ComJapan1999 アクセシビリティチェックレポート

渡辺 正典さん(61歳)

  1. 調査対象

    我々の調査対象は、「4−11のゾーン」22社である。
    たまたまこのゾーンは、電気通信アクセス協議会主導で展示しているもので、2つのブロックから成り立っている。一方はバリアーフリー機能を有する電気通信設備の展示、他方は高度通信システム相互接続に関するものである。この展示の仕方が、前者が身障者や高齢者に優しく、後者が健常者対応となっており、その対照が面白い。

    Iブロック (8社)
    電気通信設備の展示の写真
    電気通信アクセシビリティ/ユニバーサルデザイン
    情報バリアフリーな機能を有する電気通信設備の実現を目指すブロック

    IIブロック (14社)
    高度通信システム相互接続の写真
    HATS推進会議(高度通信システム相互接続推進会議)

  2. 調査結果

    両ブロックとも、この展示の方法が極めて対照的であり、今後の展示会のあり方を考える上で参考になると思い、写真に撮った。

    Iブロック
    身障者や高齢者に考慮した写真
    展示台の下に椅子があり、高齢者や身体の弱い人は座って説明を聞くことが出来る。車椅子も入る。
    展示されている製品も、点字つきのキーボードをもつパソコン(IBM)、難聴者用携帯電話(松下通信)、聴覚障害者用公衆ファックス(リコー)など、障害者の関心のある製品が展示されている。
    健常者には台が低いので少しこごみがちになる。

    IIブロック
    健常者向け対応の写真通常の展示方法。展示台の高さも立った姿勢で見やすいものになっている。椅子や、車椅子の入るスペースは特に考慮されていない。
    健常者を前提としている。
    展示されている機器は、高度通信システムに関する最新技術の紹介で、かなり高度なものである。

  3. 考察

    2つのブロックの展示を計画したのは電気通信アクセス協議会。会場におられた同会事務局の清水博一さんの説明では、Ⅰブロックに対しては、身体に障害のある人や高齢者のために、展示方法を工夫した。またこの計画に際しては、昨年度のユッディットのアクセシビリティレポートを参考にした、とのことであった。
    これは1つの問題の解決方法であると思われる。身体に障害のある方や高齢者は、座ってじっくり聞くことも必要だし、高度情報機器のようなものは、その方面の専門家か相当勉強した人達が関心をもつ分野で、素人が寄りつきにくいものである。ある程度回転率をあげることも必要である。

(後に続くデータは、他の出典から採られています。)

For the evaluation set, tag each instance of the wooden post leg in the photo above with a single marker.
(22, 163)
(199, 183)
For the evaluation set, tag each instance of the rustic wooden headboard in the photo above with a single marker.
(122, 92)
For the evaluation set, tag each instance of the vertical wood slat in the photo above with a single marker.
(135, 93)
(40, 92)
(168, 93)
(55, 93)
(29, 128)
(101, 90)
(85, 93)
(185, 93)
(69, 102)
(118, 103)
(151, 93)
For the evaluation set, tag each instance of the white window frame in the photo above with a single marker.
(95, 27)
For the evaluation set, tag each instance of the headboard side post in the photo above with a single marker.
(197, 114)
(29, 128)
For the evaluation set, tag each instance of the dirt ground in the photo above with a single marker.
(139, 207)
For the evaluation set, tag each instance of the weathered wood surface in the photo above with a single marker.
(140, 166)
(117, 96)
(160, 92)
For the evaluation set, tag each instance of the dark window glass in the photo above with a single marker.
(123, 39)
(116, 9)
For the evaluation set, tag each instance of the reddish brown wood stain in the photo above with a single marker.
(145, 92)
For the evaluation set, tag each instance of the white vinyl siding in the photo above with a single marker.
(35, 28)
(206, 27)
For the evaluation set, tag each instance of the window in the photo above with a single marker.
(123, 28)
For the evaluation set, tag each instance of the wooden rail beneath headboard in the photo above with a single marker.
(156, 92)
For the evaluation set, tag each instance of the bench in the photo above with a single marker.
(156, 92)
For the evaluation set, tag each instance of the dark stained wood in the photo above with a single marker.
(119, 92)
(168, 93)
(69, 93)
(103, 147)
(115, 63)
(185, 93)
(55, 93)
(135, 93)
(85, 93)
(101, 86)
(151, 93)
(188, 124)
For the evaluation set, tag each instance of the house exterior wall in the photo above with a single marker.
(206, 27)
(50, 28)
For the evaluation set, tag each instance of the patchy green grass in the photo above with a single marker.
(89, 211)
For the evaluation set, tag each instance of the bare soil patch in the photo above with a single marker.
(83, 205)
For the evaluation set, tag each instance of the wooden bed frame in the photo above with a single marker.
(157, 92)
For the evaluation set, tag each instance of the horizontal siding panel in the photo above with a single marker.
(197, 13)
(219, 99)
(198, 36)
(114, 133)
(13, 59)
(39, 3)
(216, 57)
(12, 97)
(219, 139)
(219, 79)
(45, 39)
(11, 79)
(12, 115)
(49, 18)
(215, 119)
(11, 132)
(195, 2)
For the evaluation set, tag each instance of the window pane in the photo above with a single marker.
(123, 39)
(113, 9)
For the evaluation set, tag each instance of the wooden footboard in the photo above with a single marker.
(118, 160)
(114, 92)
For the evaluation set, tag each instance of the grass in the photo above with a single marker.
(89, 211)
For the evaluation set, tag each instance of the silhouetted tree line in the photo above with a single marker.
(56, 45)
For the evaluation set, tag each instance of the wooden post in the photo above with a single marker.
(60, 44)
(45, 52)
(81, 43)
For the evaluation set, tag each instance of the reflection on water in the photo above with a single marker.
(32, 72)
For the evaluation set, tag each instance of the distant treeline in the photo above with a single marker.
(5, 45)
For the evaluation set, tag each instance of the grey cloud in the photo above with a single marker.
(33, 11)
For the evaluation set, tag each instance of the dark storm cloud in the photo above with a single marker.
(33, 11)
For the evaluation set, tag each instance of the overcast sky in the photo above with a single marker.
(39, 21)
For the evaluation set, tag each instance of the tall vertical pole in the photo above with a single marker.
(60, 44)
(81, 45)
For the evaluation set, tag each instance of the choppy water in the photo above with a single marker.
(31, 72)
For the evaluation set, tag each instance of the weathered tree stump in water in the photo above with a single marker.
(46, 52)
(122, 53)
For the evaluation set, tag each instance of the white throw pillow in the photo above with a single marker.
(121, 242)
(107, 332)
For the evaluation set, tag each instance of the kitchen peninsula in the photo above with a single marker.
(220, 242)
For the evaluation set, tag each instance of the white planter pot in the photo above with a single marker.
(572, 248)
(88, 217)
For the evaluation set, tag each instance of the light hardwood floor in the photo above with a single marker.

健常者と身障者、お互いが無理をせず、歩み寄っていくことで良い結果が生れる。そういう意味でこの2つのブロックの展示方法は参考になると思いました。障害者に適応する機器も、これらに触れて、理解を深めることは大変良いことだと思いました。
大勢の見学者が殺到する展示会で、全部を障害者基準とする訳にもいかないでしょうから、今回の電気通信アクセス協議会の試みは、今後の展示のあり方に一石を投じたものと思います。
身体に障害のある方に住み易い環境を提供するには、やはり身障者が自由に使いこなせるハードウェアの開発が不可欠です。Ⅰブロックに展示されていたものの中にも面白いものがありました。地方自治体でも積極的に採用する動きがあるとのこと、メーカとしてもこれらの製品開発に注力することになれば、展示会に対する考え方も変わってくると思います。いろいろ考えさせられた展示でした。